No me hagas ir a por el otro termómetro (enfermedades varias)
Te traeré una sopita de pollo, te sentará bien
La penicilina no se descubrió hasta 1928, cuando Alexander Fleming la usó por primera vez para matar bacterias de estafilococos. Pero la «penicilina judía», también conocida como sopa de pollo, lleva mucho más tiempo combatiendo enfermedades. El texto médico del siglo IV a. C. titulado en latín De internis affectionibus, y que algunos atribuyen a Hipócrates, recomienda el pollo hervido «en caso de catarro purulento y también para enfriamientos graves». Varios siglos después, Dioscórides, médico militar del emperador romano Nerón, prescribía «el caldo de un pollo aliñado con sencillez… para la astringencia de fluidos perniciosos, y para aquellos con las tripas ardientes».
Podría pensarse que las propiedades medicinales de la sopa de pollo son sobre todo psicológicas: está calentita y reconforta, se digiere fácilmente, recuerda a la madre, al hogar, y es lo bastante salada como para poder saborearse incluso durante los peores episodios de congestión nasal que el invierno pueda depararnos. Pero, de hecho, se han llevado a cabo algunos estudios a pequeña escala sobre la eficacia de la sopa de pollo en el tratamiento de los catarros, y las investigaciones resultan prometedoras. En 1978, unos investigadores del Mount Sinai Medical Center, en Miami, se dedicaron a estudiar las narices de quince personas a las que dieron de comer sopa de pollo, y descubrieron que el flujo de aire por ellas no se veía afectado, pero que ingerir sorbos de sopa caliente llevaba a un aumento de la «velocidad del moco nasal» hasta los 9,2 milímetros por minuto, lo que hacía que sonarse la nariz resultara más eficaz que si los sorbos eran sólo de agua, ya fuera ésta fría o caliente.

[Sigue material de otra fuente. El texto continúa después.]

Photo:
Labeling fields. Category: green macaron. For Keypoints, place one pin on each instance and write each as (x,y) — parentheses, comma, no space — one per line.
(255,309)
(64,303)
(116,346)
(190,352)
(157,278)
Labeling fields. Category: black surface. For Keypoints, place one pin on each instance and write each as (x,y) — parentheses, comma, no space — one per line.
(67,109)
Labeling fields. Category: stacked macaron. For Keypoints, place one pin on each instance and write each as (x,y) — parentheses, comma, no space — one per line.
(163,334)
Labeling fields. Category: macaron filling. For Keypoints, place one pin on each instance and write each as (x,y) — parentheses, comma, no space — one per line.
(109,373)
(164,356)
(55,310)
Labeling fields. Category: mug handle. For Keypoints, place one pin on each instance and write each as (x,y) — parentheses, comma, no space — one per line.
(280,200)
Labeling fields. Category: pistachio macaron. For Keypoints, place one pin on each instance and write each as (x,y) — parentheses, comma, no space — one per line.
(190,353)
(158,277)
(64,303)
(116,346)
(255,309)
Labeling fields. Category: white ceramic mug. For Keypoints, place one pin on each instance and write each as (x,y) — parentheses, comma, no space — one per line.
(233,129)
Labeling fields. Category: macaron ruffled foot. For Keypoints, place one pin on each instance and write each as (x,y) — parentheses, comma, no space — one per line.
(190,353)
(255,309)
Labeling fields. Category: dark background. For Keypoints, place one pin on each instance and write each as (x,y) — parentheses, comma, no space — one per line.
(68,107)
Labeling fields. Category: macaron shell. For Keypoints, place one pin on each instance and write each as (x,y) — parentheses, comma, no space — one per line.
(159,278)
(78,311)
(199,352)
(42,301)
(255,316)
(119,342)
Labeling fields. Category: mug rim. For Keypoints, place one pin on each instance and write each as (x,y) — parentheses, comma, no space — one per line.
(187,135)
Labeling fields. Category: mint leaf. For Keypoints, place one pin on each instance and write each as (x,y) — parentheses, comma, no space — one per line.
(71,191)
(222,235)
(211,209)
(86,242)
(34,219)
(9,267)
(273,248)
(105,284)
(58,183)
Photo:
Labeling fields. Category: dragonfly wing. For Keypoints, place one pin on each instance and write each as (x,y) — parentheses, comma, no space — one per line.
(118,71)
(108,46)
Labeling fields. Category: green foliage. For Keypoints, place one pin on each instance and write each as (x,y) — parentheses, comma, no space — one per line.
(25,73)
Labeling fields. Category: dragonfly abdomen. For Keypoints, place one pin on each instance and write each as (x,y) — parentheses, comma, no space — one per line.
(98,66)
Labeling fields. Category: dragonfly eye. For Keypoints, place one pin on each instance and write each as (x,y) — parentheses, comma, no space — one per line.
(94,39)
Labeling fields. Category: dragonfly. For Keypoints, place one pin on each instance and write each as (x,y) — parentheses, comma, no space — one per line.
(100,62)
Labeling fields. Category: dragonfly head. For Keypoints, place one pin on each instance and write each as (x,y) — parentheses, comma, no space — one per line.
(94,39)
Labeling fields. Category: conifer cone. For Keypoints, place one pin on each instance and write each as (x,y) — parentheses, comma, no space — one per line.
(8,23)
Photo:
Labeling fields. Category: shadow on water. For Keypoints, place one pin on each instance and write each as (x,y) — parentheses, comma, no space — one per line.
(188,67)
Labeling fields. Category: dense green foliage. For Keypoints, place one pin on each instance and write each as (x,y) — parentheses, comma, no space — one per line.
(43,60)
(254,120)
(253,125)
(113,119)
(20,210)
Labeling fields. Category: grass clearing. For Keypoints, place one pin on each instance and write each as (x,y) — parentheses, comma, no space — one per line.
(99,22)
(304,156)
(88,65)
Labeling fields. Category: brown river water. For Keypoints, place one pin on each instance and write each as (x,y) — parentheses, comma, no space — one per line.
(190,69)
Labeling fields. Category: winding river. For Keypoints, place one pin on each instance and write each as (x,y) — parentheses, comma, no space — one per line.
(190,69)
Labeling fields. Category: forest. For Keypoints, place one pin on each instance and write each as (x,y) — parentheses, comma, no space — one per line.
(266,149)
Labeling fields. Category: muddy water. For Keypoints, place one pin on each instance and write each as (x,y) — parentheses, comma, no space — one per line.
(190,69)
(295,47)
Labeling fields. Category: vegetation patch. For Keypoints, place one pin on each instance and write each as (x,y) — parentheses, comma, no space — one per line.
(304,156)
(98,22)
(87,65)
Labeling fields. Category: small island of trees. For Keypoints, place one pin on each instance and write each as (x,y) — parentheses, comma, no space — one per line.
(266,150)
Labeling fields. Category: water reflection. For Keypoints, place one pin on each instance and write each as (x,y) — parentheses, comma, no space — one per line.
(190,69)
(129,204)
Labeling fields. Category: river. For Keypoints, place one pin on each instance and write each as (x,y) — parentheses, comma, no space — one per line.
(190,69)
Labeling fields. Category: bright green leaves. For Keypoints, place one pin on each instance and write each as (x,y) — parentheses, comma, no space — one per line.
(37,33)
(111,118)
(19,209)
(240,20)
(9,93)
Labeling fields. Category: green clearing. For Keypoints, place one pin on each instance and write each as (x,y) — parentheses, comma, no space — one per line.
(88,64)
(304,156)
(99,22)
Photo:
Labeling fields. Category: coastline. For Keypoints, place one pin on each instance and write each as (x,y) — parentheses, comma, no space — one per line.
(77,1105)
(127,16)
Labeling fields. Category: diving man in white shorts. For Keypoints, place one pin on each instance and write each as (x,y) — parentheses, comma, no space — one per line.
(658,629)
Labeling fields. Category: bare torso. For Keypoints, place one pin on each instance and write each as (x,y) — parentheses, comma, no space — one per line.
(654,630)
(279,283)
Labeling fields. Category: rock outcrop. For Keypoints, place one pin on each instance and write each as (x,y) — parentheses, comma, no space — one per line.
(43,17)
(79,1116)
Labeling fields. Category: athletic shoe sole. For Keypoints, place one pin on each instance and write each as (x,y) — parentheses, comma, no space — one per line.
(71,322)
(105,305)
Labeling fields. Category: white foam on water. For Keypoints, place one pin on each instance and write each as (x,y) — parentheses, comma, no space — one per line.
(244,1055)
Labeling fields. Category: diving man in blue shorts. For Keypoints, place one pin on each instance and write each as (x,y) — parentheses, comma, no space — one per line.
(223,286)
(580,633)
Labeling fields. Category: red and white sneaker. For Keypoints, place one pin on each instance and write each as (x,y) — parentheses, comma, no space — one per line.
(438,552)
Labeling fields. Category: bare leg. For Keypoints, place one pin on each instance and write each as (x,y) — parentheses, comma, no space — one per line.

Los autores del trabajo consideraban que ello se debía, tal vez, al «aroma… o a algún mecanismo relacionado con el sabor» de la sopa de pollo.
Un resultado todavía más sorprendente fue el del Nebraska Medical Center donde, en el año 2000, el doctor Stephen Rennard realizó un estudio a partir de muestras de sangre de voluntarios a quienes se habían administrado distintos tipos de sopa de pollo, entre ellos una casera, de tradición judía, que incluía bolas de miga de pan y que había preparado la esposa del doctor Rennard a partir de una receta que ésta había heredado de su abuela lituana. En todos los casos, la sopa inhibió la migración de neutrófilos, los glóbulos blancos que atacan las bacterias (y eso es bueno, puesto que, cuando se trata del tratamiento del resfriado, el alivio de los síntomas constituye gran parte de la batalla). El doctor Rennard no ha profundizado más en los ensayos clínicos, pero sus resultados sugieren que la sopa de pollo podría ser un antiinflamatorio que alivia la irritación de garganta y la congestión.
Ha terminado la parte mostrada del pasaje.